One of the unintended consequences of Chip’s initial recording is that it was done with Jammer (the first person Bugzy calls out “okay Jammer”) in the studio. This led both Bugzy and Devilman to criticise Jammer. Jammer then speaks out in 1Xtra to say that he’d arrived at the studio to deliver the jackets whilst Chip was recording, making his presence incidental. The incident could prove significant as Jammer is seen to be siding with Chip. Bugzy references Jammer’s concern about his own situation by telling us that he’d received a call from Jammer to ask if this battle was just music or if it would hit the streets.
Beyond
The produced video tries to capture this situation as honestly as possible, without adding to what the rappers say. It began with me one night cutting up Chip’s song, as it was the first intervention, and because he takes on so many other rappers, it is best placed to be interwoven with other raps. Then each of the other songs is cut so that each claim can be met with counter-claim.
This approach is essentially how I do activist documentaries, and feature docs – to be led only by what is said by the protagonists, with no further explanation, and trying as hard as possible to ensure that the chronology is kept.
All edits are made with these principles in mind – it has to be cut only from the songs and images from the battles, and it has to be as close as possible to the “narrative” of the tunes. Where this has not been possible – sometimes because of the music, sometimes because of what’s said, then I have rearranged, but I’ve kept this to a minimum. Sometimes segments are longer than I’d have liked, such as Skepta’s. The reason for its length, though, is because he begins with a reference to Chip and then ends with the most significant reference to Devilman – that he “snitched on some serious cases”, which I then cut with Devilman’s reply.
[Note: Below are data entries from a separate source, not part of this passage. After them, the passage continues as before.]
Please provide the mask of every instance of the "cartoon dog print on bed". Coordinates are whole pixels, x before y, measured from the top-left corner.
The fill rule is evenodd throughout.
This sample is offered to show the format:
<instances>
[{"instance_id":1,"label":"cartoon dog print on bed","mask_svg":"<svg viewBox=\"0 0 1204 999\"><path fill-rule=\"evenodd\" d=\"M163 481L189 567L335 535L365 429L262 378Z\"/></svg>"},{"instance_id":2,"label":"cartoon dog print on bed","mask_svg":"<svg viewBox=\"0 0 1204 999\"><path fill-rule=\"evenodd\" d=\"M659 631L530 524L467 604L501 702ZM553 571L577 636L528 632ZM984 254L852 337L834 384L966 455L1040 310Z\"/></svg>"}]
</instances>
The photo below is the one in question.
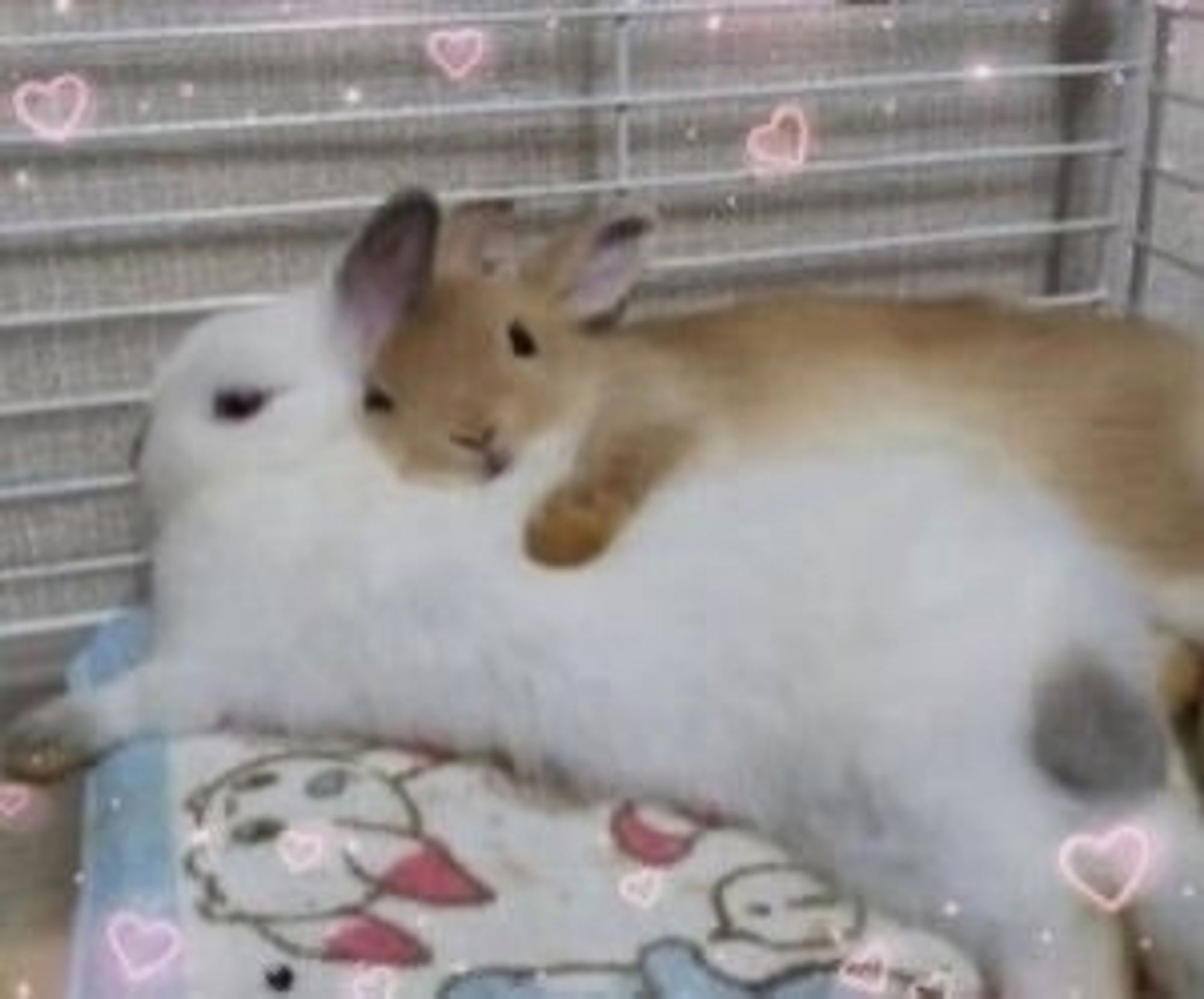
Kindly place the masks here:
<instances>
[{"instance_id":1,"label":"cartoon dog print on bed","mask_svg":"<svg viewBox=\"0 0 1204 999\"><path fill-rule=\"evenodd\" d=\"M427 963L427 945L377 903L483 905L494 893L424 832L402 782L417 769L400 761L384 751L282 751L197 788L187 802L199 833L184 869L201 916L246 926L291 957Z\"/></svg>"},{"instance_id":2,"label":"cartoon dog print on bed","mask_svg":"<svg viewBox=\"0 0 1204 999\"><path fill-rule=\"evenodd\" d=\"M834 969L866 929L860 899L789 863L731 871L712 888L712 905L719 924L708 956L742 980L785 967Z\"/></svg>"},{"instance_id":3,"label":"cartoon dog print on bed","mask_svg":"<svg viewBox=\"0 0 1204 999\"><path fill-rule=\"evenodd\" d=\"M667 939L644 947L630 968L473 971L445 983L439 999L830 999L836 987L832 974L814 968L740 982L712 968L694 944Z\"/></svg>"}]
</instances>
Whilst there is a temptation to use effects, to add or change the music and imagery, this has been avoided as much as possible to ensure the film is as true to the actual events as possible. So, for example, the Skepta video I’ve used is rather plain and inactive, but this is what Skepta put out (or at least is what has been put out for Skepta), so it must be used.
The use of mocked up newspapers and magazines was driven largely by the Skepta video – there’s simply not enough movement to make it interesting, and given the length of it, something had to be done. A decision was made to flip pages midway in part so as to break it up a little.
The other reason to use such means was so they could carry the lyrics for those interested in what’s being said. Filling empty spaces is always a challenge – trying to do something that’s not a cliché, that’s not drawn from other sources, and that’s not patronising or unfunny.
Thus, most of the graphics are taken from the videos, and the quotes are all taken from the songs or from statements made by the artists involved, about the beef. The only material anywhere that is drawn from outside is the references to young black people killed by the state – here, Joy Gardner, Stephen Lawrence and Mark Duggan. I hope these latter statements don’t come across as patronising. They are in no way intended as a critique of the subject matter of the beef, simply a reminder that at the end of the day, all these rappers face the same beef from the political and economic system through which they are marginalised.